On 6 March 2013 11:01, Brett Parker iDunno@sommitrealweird.co.uk wrote:
Serving statics on ftp.uk.debian.org actually was one of the things that we've watched it die from... ;)
When was that (ie was it a while back and things could have improved)?
Since your first comment I've done quite a lot more Googling, and the conclusion seems to be: - the number of people saying nginx is better than Apache outweighs the reverse - a lot of people talking about memory leaks in lighttpd, and in general more people favouring nginx - a lot of issues in nginx with PHP pre FPM, but a general consensus that nginx with FPM is "great". - a lot of people talking about stability issues with Apache due to running out of memory (ie my problem), and that things have been better since they switched.
Of-course everyone has an anecdote, and one from someone I "know" (ALUG counts :-) carries more weight.
Do you mean FPM? As in PHP-FPM? But anyways - that's just fastcgi, really... and for that I'd use mod_fcgid, a small wrapper script, mod_suexec, and a seperate small wrapper script for each user (the wrapper script potentially sets various envvars and ulimits, maybe even chroots them in to a new and interesting place).
Yes, FPM, that's what I typed, the keyboard just had other ideas :-)
"Most people" still use Apache with mod_php though, don't they? Which means Apache with FastCGI has many of the same "fewer people use it" arguments against it as nginx. Mind you, if "fewer people use it" was a big factor I'd have a Windows desktop... (Aside: It read that Nginx now has the number 2 web server spot, having overtaken IIS? Still only about 10% compared with 5/6x that for Apache though.)
Fair enough - I'd suggest waiting for the apache2-event-mpm to become more stable if you really want to use an event based webserver...
However long I wait, nginx will have been doing it longer than Apache. A bigger issue is that running Apache 2.2 and Apache 2.4 alongside each other on the same server isn't as easy.

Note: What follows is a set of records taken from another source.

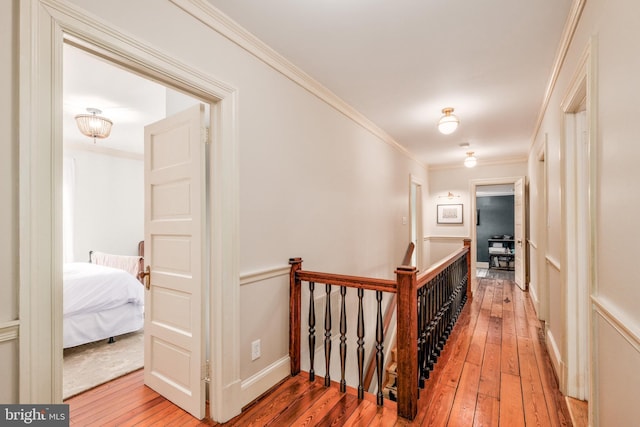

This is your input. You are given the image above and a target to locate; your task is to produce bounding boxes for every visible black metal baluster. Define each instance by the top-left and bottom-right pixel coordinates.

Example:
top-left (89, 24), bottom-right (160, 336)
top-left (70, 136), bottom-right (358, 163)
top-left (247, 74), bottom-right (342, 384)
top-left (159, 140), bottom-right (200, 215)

top-left (309, 282), bottom-right (316, 381)
top-left (340, 286), bottom-right (347, 393)
top-left (418, 286), bottom-right (429, 388)
top-left (376, 291), bottom-right (384, 406)
top-left (324, 285), bottom-right (331, 387)
top-left (357, 288), bottom-right (364, 399)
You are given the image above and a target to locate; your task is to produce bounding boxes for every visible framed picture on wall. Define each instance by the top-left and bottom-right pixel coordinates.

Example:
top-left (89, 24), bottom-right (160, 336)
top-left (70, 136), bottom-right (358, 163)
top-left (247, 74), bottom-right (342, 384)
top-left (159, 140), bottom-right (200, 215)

top-left (438, 204), bottom-right (462, 224)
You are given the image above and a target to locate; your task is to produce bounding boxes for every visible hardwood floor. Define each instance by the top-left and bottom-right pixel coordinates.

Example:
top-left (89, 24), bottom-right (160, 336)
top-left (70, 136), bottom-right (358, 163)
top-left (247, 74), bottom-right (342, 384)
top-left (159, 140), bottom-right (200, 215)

top-left (66, 275), bottom-right (572, 427)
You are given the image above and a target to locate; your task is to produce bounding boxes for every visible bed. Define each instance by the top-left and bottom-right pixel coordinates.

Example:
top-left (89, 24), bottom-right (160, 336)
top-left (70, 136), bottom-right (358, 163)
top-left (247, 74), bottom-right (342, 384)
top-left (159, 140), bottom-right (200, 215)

top-left (63, 246), bottom-right (144, 348)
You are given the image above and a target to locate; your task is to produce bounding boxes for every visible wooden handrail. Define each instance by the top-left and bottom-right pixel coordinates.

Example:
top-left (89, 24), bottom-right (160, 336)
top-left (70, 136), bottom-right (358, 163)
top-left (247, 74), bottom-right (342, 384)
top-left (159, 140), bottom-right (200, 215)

top-left (289, 239), bottom-right (471, 419)
top-left (297, 270), bottom-right (397, 293)
top-left (417, 239), bottom-right (471, 289)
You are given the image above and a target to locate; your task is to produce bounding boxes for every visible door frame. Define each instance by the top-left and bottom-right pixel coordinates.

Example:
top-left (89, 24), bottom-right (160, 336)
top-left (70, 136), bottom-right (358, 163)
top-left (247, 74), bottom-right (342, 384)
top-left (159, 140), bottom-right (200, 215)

top-left (409, 174), bottom-right (424, 271)
top-left (18, 0), bottom-right (241, 421)
top-left (560, 36), bottom-right (598, 402)
top-left (469, 176), bottom-right (529, 292)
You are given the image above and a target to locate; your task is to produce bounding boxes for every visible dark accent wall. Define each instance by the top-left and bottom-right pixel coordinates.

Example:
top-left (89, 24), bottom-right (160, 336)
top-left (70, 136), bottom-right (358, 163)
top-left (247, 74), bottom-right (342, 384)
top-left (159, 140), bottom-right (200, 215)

top-left (476, 196), bottom-right (514, 262)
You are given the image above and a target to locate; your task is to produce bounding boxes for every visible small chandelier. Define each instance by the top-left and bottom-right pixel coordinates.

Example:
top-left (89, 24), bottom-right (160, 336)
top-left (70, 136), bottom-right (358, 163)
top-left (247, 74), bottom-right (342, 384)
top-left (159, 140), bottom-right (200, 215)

top-left (438, 107), bottom-right (460, 135)
top-left (464, 151), bottom-right (478, 168)
top-left (76, 108), bottom-right (113, 144)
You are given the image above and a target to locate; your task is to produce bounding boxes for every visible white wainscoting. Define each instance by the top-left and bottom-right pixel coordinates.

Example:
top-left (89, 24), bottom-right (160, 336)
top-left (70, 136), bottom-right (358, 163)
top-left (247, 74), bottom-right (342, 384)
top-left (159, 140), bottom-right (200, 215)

top-left (545, 256), bottom-right (566, 390)
top-left (589, 296), bottom-right (640, 426)
top-left (424, 236), bottom-right (468, 265)
top-left (240, 356), bottom-right (291, 406)
top-left (528, 240), bottom-right (542, 317)
top-left (240, 265), bottom-right (291, 406)
top-left (240, 265), bottom-right (291, 286)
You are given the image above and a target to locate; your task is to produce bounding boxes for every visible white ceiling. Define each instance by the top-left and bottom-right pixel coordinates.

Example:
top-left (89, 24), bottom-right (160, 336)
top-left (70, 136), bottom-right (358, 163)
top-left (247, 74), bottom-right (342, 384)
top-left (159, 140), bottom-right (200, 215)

top-left (62, 44), bottom-right (167, 154)
top-left (208, 0), bottom-right (571, 165)
top-left (63, 0), bottom-right (572, 166)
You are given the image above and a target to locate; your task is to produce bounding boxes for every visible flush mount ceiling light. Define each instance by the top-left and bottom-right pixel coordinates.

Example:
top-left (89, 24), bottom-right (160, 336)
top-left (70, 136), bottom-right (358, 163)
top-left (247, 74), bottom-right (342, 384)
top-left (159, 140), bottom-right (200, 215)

top-left (464, 151), bottom-right (478, 168)
top-left (76, 108), bottom-right (113, 144)
top-left (438, 107), bottom-right (460, 135)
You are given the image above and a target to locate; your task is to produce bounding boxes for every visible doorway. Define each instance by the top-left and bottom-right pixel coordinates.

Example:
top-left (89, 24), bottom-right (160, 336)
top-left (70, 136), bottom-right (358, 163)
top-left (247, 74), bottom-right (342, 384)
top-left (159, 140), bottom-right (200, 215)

top-left (470, 177), bottom-right (527, 290)
top-left (19, 5), bottom-right (241, 421)
top-left (475, 184), bottom-right (515, 275)
top-left (62, 44), bottom-right (204, 399)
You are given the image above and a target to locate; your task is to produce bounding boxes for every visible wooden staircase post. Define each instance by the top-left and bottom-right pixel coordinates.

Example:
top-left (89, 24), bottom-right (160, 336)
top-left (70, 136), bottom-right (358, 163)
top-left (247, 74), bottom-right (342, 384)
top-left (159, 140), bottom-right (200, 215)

top-left (396, 266), bottom-right (418, 420)
top-left (289, 258), bottom-right (302, 376)
top-left (464, 239), bottom-right (475, 301)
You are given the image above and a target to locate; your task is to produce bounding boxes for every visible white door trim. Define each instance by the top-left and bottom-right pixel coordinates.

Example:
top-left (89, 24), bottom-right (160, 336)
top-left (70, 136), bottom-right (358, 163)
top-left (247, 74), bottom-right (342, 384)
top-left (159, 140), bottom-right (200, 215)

top-left (560, 38), bottom-right (597, 404)
top-left (19, 0), bottom-right (241, 421)
top-left (409, 174), bottom-right (424, 271)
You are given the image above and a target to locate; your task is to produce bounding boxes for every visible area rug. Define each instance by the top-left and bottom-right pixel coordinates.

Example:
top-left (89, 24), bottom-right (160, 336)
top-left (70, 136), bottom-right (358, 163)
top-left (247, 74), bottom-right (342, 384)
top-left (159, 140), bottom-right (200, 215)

top-left (62, 330), bottom-right (144, 399)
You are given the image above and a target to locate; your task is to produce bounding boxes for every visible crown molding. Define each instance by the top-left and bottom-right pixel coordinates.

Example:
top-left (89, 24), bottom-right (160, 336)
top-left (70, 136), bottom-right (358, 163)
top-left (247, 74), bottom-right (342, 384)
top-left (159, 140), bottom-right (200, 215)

top-left (170, 0), bottom-right (427, 168)
top-left (428, 156), bottom-right (527, 172)
top-left (530, 0), bottom-right (587, 145)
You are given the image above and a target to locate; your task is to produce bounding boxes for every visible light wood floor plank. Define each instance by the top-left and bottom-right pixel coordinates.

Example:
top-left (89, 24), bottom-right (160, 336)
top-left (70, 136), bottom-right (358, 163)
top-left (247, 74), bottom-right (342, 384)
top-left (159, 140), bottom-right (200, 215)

top-left (66, 271), bottom-right (571, 427)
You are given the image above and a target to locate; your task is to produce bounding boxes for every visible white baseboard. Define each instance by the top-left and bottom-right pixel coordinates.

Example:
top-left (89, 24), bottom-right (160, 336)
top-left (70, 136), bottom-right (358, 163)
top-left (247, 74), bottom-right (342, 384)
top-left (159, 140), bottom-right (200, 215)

top-left (528, 282), bottom-right (540, 318)
top-left (546, 328), bottom-right (566, 392)
top-left (240, 356), bottom-right (291, 406)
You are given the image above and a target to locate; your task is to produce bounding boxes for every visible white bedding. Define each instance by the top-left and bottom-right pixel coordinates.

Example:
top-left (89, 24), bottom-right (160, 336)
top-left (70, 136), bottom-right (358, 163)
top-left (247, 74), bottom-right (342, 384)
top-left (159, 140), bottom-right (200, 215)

top-left (63, 262), bottom-right (144, 348)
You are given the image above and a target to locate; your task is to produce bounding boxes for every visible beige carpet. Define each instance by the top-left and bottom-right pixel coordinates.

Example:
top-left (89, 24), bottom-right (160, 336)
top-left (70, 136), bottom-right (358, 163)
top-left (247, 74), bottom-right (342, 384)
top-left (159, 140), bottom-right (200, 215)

top-left (62, 330), bottom-right (144, 399)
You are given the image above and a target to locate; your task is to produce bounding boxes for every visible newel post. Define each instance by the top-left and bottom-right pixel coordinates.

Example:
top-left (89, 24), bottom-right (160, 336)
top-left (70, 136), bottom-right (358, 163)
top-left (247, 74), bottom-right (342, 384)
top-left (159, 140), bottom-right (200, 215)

top-left (464, 239), bottom-right (475, 301)
top-left (396, 266), bottom-right (418, 420)
top-left (289, 258), bottom-right (302, 376)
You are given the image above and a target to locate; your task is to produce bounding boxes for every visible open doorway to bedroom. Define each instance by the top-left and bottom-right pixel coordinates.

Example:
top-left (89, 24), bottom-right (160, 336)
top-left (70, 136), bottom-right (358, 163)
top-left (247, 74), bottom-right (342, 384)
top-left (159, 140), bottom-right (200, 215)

top-left (475, 184), bottom-right (515, 280)
top-left (470, 176), bottom-right (528, 290)
top-left (62, 44), bottom-right (200, 399)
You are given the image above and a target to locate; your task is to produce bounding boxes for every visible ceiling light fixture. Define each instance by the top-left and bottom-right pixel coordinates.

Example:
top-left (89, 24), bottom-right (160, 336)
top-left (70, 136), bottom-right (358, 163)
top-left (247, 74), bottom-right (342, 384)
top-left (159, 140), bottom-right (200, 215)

top-left (438, 107), bottom-right (460, 135)
top-left (76, 108), bottom-right (113, 144)
top-left (464, 151), bottom-right (478, 168)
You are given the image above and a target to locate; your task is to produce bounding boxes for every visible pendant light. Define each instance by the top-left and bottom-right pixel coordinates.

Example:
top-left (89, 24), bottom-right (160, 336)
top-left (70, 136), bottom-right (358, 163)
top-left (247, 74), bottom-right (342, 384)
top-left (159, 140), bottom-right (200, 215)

top-left (464, 151), bottom-right (478, 168)
top-left (438, 107), bottom-right (460, 135)
top-left (75, 108), bottom-right (113, 144)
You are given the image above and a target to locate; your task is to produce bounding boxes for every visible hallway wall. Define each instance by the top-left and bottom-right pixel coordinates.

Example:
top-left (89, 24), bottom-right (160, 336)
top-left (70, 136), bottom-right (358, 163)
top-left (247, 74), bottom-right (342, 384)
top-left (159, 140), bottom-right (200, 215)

top-left (0, 0), bottom-right (428, 412)
top-left (529, 0), bottom-right (640, 426)
top-left (423, 159), bottom-right (527, 265)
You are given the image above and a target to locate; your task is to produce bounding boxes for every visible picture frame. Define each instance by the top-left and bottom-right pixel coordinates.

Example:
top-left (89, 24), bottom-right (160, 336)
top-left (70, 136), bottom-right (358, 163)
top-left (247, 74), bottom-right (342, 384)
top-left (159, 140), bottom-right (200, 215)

top-left (437, 204), bottom-right (463, 224)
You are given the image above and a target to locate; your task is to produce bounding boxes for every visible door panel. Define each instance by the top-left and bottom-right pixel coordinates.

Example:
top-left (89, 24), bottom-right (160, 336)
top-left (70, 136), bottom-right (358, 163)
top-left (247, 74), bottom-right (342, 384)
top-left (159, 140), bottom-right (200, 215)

top-left (513, 178), bottom-right (527, 290)
top-left (144, 105), bottom-right (205, 419)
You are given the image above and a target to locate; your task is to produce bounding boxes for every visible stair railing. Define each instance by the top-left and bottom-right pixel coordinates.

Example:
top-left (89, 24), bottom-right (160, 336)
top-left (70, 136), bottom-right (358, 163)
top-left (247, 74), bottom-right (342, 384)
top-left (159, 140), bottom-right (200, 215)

top-left (364, 242), bottom-right (415, 390)
top-left (289, 239), bottom-right (471, 420)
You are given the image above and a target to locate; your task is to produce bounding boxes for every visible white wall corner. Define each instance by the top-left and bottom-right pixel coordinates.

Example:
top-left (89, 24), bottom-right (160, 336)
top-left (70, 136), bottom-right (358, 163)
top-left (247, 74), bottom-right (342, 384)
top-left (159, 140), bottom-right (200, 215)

top-left (240, 356), bottom-right (291, 406)
top-left (529, 282), bottom-right (540, 318)
top-left (546, 328), bottom-right (567, 393)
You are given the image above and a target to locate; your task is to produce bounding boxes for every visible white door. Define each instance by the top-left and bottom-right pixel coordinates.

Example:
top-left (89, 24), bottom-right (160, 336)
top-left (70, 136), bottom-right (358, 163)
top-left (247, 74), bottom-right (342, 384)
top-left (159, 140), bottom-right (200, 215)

top-left (513, 178), bottom-right (527, 290)
top-left (144, 105), bottom-right (206, 419)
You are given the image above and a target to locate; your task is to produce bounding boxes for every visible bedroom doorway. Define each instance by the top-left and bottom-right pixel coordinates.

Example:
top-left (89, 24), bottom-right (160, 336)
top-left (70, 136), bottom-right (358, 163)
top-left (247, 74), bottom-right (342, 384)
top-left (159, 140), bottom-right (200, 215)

top-left (18, 5), bottom-right (242, 421)
top-left (470, 177), bottom-right (527, 291)
top-left (62, 43), bottom-right (204, 399)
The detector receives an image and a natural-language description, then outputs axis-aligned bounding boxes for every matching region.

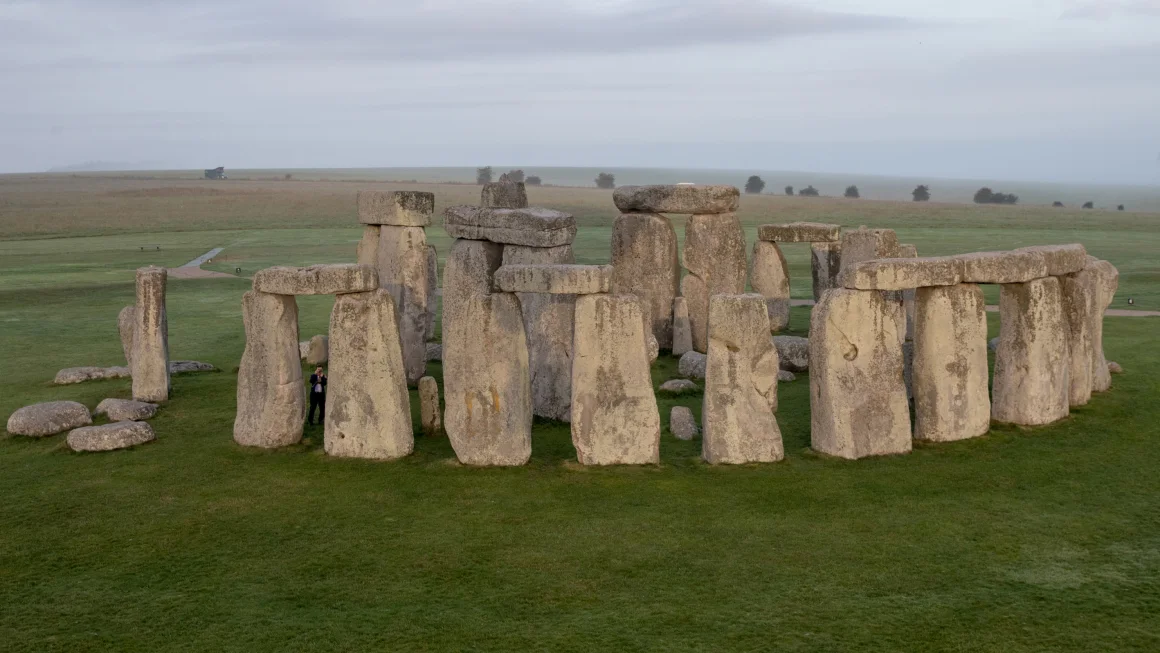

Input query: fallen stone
[233,290,306,449]
[991,277,1071,426]
[701,295,785,465]
[6,401,93,437]
[572,295,660,465]
[955,249,1047,283]
[611,213,681,349]
[130,266,169,401]
[494,264,612,295]
[612,184,741,215]
[912,283,991,442]
[93,399,157,422]
[810,288,911,458]
[358,190,435,226]
[668,406,701,441]
[749,240,790,333]
[322,289,415,460]
[65,421,157,451]
[254,263,378,295]
[757,223,842,242]
[443,291,532,465]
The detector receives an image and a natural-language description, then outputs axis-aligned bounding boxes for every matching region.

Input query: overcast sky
[0,0,1160,184]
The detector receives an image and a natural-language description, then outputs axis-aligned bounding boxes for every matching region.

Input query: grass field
[0,176,1160,652]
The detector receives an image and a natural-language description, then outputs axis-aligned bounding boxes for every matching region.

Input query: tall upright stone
[572,295,660,465]
[324,290,414,459]
[130,266,169,402]
[233,290,306,449]
[701,293,785,464]
[810,288,911,458]
[443,291,531,465]
[612,213,681,349]
[912,283,991,442]
[991,277,1071,426]
[747,240,790,333]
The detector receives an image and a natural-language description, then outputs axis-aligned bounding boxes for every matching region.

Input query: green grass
[0,176,1160,652]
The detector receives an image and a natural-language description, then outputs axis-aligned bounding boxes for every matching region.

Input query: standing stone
[233,290,306,449]
[810,288,911,458]
[810,242,842,302]
[701,296,785,464]
[673,297,693,356]
[681,213,747,353]
[442,238,503,343]
[749,240,790,333]
[324,290,414,459]
[912,283,991,442]
[419,377,443,437]
[117,306,137,368]
[991,277,1071,426]
[503,245,575,421]
[572,295,660,465]
[378,225,430,385]
[131,266,169,401]
[443,293,531,465]
[612,213,681,349]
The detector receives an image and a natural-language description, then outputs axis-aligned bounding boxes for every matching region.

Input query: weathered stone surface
[757,223,842,242]
[749,240,790,333]
[419,377,443,437]
[443,293,531,465]
[117,306,137,368]
[6,401,93,437]
[358,190,435,226]
[572,295,660,465]
[676,351,706,378]
[130,266,169,401]
[495,263,612,295]
[774,335,810,372]
[991,277,1071,426]
[810,242,842,302]
[65,421,157,451]
[254,265,378,295]
[668,406,701,440]
[672,297,693,356]
[1016,242,1087,276]
[93,399,157,422]
[810,288,911,458]
[955,249,1047,283]
[324,289,415,460]
[612,213,681,349]
[612,184,741,215]
[912,283,991,442]
[378,226,434,385]
[233,290,306,449]
[443,206,577,247]
[841,256,959,290]
[306,335,331,365]
[1058,269,1100,406]
[701,295,785,464]
[495,245,575,421]
[681,213,748,351]
[479,181,528,209]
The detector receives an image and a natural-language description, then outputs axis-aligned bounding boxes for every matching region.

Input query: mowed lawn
[0,177,1160,652]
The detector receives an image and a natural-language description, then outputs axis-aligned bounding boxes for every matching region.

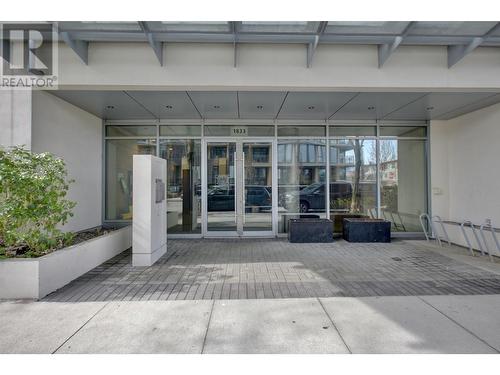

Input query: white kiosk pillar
[132,155,167,267]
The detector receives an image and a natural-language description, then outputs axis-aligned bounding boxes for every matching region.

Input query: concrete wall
[32,91,103,230]
[58,42,500,91]
[0,88,31,149]
[431,104,500,248]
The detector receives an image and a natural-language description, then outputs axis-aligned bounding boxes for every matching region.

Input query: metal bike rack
[418,213,443,247]
[431,215,451,246]
[460,220,475,256]
[419,213,500,262]
[479,221,500,262]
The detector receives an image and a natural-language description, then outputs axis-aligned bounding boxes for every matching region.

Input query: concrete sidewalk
[0,295,500,353]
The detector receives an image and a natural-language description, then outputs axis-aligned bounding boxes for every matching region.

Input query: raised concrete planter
[0,226,132,299]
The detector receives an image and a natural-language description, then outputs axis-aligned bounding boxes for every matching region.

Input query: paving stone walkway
[44,239,500,302]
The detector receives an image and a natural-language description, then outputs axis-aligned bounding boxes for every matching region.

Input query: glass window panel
[160,124,201,137]
[278,140,326,233]
[330,139,377,231]
[278,125,326,137]
[329,126,377,137]
[106,125,156,137]
[380,126,427,137]
[160,139,201,234]
[204,125,274,137]
[105,139,156,220]
[379,139,427,232]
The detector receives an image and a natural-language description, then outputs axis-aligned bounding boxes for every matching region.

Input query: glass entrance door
[203,140,274,237]
[243,142,273,235]
[206,142,237,234]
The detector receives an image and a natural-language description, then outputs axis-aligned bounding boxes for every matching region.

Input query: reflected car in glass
[280,181,352,213]
[207,185,272,212]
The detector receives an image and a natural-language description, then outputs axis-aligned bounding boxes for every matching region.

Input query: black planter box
[288,219,333,243]
[342,219,391,242]
[330,213,368,234]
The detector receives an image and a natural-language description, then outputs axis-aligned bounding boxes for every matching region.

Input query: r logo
[0,23,58,88]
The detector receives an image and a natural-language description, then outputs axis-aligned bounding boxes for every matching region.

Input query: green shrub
[0,147,76,257]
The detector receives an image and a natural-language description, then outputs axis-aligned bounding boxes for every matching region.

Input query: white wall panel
[32,91,102,230]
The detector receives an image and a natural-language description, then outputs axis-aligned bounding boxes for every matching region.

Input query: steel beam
[59,31,89,65]
[307,21,328,68]
[139,21,163,66]
[378,21,415,68]
[53,30,500,46]
[228,21,241,68]
[448,22,500,68]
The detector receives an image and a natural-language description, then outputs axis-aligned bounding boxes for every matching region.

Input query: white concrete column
[132,155,167,267]
[0,88,31,149]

Most of which, if it's an even remotely busy site, will be in the filesystem cache, and once there, apache is going to be able to serve them fairly much as quickly anyways....
None of my sites are remotely busy, to be honest. All the more reason Apache shouldn't struggle for RAM. I think getting hit by search engine spiders is the biggest demand it faces.
Have you got limits set in PHP?
Yes. Not finely tuned though.
Are large files being uploaded?
No. Large memory processes tend to be badly written sitemap generators on sites with lots of products, etc.
Could it be that there's a bad PHP script that's leaking all over the place, and using a frequently restart fastcgi script would limit the problems?
Yes, although likely not leaking as such, just inefficient. The sort of code that does a "SELECT * FROM table" and builds an array from the results, regardless of whether that's 100 or 100k results it has to hold in memory.
OK - so, I'd be switching to a mod_fcgid based php setup, and limiting the resources that apache uses.
Assuming I go this route, [how] can I migrate an existing server virtual host by virtual host?
Depends what you're serving from the Pi, really. But nginx wouldn't be my choice for a pi... lighttpd, maybe, perhaps.
I pretty much expect to be able to do on the Pi whatever I do on anything else, mainly because starting with that assumption hasn't caused me any major headaches so far!
That's two suggestions I should look at lighttpd in this thread, so that's something I will do.
But, returning to the original post: any reason why I can't install (lighttpd|nginx) alongside Apache (on a different port) and dual-run for a period of time? Memory constraints permitting of-course.